Cross-posted on Code Review.
Your function has a bug: when loading the small array, you should write:
temp[small_loop] = in[small_loop];
You can get rid of the tests with a lookup table, either on the source data, or more efficiently on some intermediary result:
In the code below, I use a small table lookup5 to convert the values 0,1,2,3,4 to 0,1,2,0,3, and a larger one to map groups of 4 3-bit values from the source array to the corresponding byte value in the packed format:
#include <stdint.h>
/// Compress by packing ...
void compressByPacking0(uint8_t *out, uint8_t *in, uint32_t length) {
static uint8_t lookup[4096];
static const uint8_t lookup5[8] = { 0, 1, 2, 0, 3, 0, 0, 0 };
if (lookup[0] == 0) {
/* initialize lookup table */
for (int i = 0; i < 4096; i++) {
lookup[i] = (lookup5[(i >> 0) & 7] << 0) +
(lookup5[(i >> 3) & 7] << 2) +
(lookup5[(i >> 6) & 7] << 4) +
(lookup5[(i >> 9) & 7] << 6);
}
}
for (; length >= 4; length -= 4, in += 4, out++) {
*out = lookup[(in[0] << 9) + (in[1] << 6) + (in[2] << 3) + (in[3] << 0)];
}
uint8_t last = 0;
switch (length) {
case 3:
last |= lookup5[in[2]] << 4;
/* fall through */
case 2:
last |= lookup5[in[1]] << 2;
/* fall through */
case 1:
last |= lookup5[in[0]] << 0;
*out = last;
break;
}
}
Notes:
The code assumes the array does not contain values outside the specified range. Extra protection against spurious input can be achieved at a minimal cost.

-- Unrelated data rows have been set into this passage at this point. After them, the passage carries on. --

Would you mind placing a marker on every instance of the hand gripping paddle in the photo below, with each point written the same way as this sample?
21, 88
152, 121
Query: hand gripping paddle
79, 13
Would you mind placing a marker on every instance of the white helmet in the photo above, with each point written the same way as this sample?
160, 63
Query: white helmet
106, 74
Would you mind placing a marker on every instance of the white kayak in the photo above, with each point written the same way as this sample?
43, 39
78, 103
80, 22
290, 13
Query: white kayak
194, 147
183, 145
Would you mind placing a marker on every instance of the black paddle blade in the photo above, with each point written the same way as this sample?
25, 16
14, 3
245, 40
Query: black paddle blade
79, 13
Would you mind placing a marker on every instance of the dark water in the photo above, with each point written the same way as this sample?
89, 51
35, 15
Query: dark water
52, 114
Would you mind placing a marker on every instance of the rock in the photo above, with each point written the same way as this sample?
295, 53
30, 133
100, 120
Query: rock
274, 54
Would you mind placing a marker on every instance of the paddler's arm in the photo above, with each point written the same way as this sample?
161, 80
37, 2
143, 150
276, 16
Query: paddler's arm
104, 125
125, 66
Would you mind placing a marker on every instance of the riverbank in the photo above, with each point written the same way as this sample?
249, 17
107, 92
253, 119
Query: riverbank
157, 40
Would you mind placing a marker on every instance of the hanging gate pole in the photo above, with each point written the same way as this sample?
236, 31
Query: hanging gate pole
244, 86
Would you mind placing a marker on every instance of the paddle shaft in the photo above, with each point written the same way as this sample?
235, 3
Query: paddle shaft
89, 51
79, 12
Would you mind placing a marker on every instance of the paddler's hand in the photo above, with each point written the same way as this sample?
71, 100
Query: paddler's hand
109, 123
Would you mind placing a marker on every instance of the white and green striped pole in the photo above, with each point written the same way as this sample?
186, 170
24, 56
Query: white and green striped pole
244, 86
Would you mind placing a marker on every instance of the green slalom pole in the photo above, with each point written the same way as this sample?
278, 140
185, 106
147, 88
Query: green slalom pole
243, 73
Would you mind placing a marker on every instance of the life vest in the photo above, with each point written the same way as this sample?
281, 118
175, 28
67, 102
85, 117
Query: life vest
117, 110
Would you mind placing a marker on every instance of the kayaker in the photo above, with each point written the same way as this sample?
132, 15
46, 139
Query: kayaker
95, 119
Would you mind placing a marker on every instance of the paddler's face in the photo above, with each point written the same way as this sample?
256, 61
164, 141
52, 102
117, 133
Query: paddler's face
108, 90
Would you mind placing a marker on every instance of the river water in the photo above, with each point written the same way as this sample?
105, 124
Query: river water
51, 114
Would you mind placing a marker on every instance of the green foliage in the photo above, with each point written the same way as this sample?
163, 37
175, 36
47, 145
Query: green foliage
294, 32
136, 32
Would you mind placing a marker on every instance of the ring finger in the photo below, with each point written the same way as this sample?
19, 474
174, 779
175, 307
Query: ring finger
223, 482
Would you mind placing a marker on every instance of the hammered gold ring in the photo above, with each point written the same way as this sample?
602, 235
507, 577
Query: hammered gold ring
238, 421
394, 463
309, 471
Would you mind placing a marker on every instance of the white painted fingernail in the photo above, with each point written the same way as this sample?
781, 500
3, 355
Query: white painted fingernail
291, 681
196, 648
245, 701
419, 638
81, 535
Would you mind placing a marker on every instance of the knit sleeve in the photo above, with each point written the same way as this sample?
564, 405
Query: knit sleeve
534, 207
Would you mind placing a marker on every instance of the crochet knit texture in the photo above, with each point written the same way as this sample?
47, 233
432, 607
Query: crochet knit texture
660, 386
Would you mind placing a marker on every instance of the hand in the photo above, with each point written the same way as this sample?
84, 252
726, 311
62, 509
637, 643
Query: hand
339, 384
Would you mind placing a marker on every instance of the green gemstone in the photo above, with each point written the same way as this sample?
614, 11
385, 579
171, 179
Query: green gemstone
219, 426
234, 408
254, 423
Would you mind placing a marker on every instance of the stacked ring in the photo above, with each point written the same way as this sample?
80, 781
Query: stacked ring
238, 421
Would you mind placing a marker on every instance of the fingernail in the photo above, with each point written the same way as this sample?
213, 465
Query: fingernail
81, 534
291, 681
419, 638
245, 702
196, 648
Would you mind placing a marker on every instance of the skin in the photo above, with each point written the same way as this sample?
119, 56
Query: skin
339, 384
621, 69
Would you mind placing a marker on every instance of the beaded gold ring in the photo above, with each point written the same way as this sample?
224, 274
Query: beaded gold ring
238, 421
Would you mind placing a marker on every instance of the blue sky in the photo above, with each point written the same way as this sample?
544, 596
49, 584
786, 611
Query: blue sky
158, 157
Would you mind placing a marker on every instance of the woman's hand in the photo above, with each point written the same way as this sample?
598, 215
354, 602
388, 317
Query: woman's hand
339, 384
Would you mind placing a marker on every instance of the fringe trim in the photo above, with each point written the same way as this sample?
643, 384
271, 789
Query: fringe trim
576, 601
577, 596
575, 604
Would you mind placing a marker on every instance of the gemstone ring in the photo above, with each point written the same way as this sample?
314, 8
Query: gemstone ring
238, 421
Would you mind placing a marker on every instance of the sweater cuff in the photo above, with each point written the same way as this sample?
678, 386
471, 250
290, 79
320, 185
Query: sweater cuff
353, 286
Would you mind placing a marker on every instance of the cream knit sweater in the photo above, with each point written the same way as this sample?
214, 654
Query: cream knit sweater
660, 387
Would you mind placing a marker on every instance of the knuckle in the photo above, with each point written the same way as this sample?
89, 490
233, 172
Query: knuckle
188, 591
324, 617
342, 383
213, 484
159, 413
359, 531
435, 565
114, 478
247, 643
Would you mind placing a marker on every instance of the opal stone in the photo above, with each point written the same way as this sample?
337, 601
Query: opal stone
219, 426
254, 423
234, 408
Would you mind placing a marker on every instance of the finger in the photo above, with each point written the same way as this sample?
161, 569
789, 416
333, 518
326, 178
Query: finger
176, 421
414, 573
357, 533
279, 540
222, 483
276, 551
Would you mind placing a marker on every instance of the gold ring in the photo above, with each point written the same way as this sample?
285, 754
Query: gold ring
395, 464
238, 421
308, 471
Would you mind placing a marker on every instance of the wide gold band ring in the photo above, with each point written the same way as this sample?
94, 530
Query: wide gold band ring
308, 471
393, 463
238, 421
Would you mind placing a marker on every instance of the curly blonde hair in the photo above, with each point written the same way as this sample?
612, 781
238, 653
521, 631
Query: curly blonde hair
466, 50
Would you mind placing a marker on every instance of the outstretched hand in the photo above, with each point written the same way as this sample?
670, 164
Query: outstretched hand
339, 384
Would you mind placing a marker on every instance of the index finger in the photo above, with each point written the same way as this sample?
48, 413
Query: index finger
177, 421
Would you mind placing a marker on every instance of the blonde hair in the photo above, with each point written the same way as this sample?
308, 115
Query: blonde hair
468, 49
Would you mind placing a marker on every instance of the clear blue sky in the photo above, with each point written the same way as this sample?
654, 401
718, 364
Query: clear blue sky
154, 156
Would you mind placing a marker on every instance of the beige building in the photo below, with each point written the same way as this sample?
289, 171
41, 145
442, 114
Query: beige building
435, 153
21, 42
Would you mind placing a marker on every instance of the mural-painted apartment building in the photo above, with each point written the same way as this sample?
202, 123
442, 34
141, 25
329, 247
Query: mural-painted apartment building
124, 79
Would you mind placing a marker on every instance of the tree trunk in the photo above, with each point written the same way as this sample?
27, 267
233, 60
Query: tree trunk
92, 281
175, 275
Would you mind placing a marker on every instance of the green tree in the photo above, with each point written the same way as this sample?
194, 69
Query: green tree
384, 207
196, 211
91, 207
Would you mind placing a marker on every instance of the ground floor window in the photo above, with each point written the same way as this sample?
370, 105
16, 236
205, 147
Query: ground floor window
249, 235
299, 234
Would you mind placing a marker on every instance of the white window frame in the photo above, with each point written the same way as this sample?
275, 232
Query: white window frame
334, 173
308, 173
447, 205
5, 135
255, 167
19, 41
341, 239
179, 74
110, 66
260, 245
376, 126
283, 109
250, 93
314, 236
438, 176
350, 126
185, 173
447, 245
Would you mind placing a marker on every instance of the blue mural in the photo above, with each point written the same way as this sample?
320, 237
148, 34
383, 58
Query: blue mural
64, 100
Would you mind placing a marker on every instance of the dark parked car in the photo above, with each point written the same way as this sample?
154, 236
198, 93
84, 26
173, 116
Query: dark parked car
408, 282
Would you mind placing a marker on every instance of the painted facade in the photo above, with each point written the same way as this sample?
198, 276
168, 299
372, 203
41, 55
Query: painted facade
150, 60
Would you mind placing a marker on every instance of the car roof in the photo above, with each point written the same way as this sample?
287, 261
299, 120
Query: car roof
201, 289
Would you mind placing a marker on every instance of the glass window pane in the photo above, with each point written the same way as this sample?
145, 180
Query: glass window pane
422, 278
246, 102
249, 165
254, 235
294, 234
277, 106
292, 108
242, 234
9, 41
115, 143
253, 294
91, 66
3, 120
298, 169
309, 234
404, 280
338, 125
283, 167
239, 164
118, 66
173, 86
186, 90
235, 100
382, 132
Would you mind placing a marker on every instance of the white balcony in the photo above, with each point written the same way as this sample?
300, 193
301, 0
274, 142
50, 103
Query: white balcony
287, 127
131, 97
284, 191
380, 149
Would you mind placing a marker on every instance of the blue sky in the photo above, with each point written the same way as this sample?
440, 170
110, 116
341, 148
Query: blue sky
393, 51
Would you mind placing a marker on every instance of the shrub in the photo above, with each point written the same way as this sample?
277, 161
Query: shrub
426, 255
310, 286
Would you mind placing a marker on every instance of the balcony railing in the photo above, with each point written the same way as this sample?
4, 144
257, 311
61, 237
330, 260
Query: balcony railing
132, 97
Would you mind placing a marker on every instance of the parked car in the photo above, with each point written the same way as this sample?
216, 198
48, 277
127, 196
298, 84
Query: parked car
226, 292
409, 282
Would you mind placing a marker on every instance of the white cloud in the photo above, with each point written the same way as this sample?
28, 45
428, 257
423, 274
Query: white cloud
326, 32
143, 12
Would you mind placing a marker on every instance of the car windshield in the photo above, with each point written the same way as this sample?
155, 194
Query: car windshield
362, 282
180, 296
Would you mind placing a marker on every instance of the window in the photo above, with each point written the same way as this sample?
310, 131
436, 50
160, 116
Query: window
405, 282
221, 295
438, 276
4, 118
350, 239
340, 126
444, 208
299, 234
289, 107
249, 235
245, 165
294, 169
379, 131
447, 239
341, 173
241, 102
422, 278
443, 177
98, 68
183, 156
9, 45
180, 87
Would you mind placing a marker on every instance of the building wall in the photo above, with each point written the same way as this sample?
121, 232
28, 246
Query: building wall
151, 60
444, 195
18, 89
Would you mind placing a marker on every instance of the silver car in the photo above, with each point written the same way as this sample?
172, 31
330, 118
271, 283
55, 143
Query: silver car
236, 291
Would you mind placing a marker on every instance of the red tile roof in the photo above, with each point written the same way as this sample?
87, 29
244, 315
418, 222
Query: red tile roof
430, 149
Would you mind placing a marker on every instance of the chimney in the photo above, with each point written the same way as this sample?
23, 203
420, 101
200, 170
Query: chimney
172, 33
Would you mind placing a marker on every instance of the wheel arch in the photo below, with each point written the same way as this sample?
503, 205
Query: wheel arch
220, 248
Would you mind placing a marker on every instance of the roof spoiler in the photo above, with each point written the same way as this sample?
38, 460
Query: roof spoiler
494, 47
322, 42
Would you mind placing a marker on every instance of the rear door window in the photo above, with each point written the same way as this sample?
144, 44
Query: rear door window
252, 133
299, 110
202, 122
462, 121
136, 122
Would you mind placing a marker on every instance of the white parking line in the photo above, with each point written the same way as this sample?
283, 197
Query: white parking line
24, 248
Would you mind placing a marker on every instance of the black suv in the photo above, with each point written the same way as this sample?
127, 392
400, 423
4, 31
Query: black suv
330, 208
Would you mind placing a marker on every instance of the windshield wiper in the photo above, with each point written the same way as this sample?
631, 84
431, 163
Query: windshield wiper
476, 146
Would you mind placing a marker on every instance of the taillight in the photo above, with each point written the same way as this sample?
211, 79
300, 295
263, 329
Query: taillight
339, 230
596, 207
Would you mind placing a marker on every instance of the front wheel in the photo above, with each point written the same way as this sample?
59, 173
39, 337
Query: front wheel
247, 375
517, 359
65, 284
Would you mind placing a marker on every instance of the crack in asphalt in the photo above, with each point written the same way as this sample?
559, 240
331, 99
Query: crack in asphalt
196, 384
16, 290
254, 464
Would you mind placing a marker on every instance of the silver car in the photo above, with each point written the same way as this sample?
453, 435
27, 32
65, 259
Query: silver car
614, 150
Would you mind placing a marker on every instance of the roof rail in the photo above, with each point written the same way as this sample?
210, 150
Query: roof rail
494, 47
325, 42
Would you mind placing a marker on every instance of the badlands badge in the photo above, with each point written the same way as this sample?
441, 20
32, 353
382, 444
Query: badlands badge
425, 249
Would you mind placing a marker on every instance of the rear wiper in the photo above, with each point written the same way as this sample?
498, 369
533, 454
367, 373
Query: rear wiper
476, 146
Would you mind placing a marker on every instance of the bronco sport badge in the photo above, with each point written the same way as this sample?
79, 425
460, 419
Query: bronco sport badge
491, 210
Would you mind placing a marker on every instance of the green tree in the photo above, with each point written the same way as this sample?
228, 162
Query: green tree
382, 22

The dummy << 0 are here only for symmetry and compile to no extra code.
The lookup table could be initialized statically, via a build time script or a set of macros.
You might want to unroll this loop 4 or more times, or let the compiler decide.
You could also use this simpler solution with a smaller lookup table accessed more often. Careful benchmarking will tell you which is more efficient on your target system:
/// Compress by packing ...
void compressByPacking1(uint8_t *out, uint8_t *in, uint32_t length) {
static const uint8_t lookup[4][5] = {
{ 0 << 6, 1 << 6, 2 << 6, 0 << 6, 3 << 6 },
{ 0 << 4, 1 << 4, 2 << 4, 0 << 4, 3 << 4 },
{ 0 << 2, 1 << 2, 2 << 2, 0 << 2, 3 << 2 },
{ 0 << 0, 1 << 0, 2 << 0, 0 << 0, 3 << 0 },
};
for (; length >= 4; length -= 4, in += 4, out++) {
*out = lookup[0][in[0]] + lookup[1][in[1]] +
lookup[2][in[2]] + lookup[3][in[3]];
}
uint8_t last = 0;
switch (length) {
case 3:
last |= lookup[2][in[2]];
/* fall through */
case 2:
last |= lookup[1][in[1]];
/* fall through */
case 1:
last |= lookup[0][in[0]];
*out = last;
break;
}
}
Here is yet another approach, without any tables:
/// Compress by packing ...
void compressByPacking2(uint8_t *out, uint8_t *in, uint32_t length) {
#define BITS ((1 << 2) + (2 << 4) + (3 << 8))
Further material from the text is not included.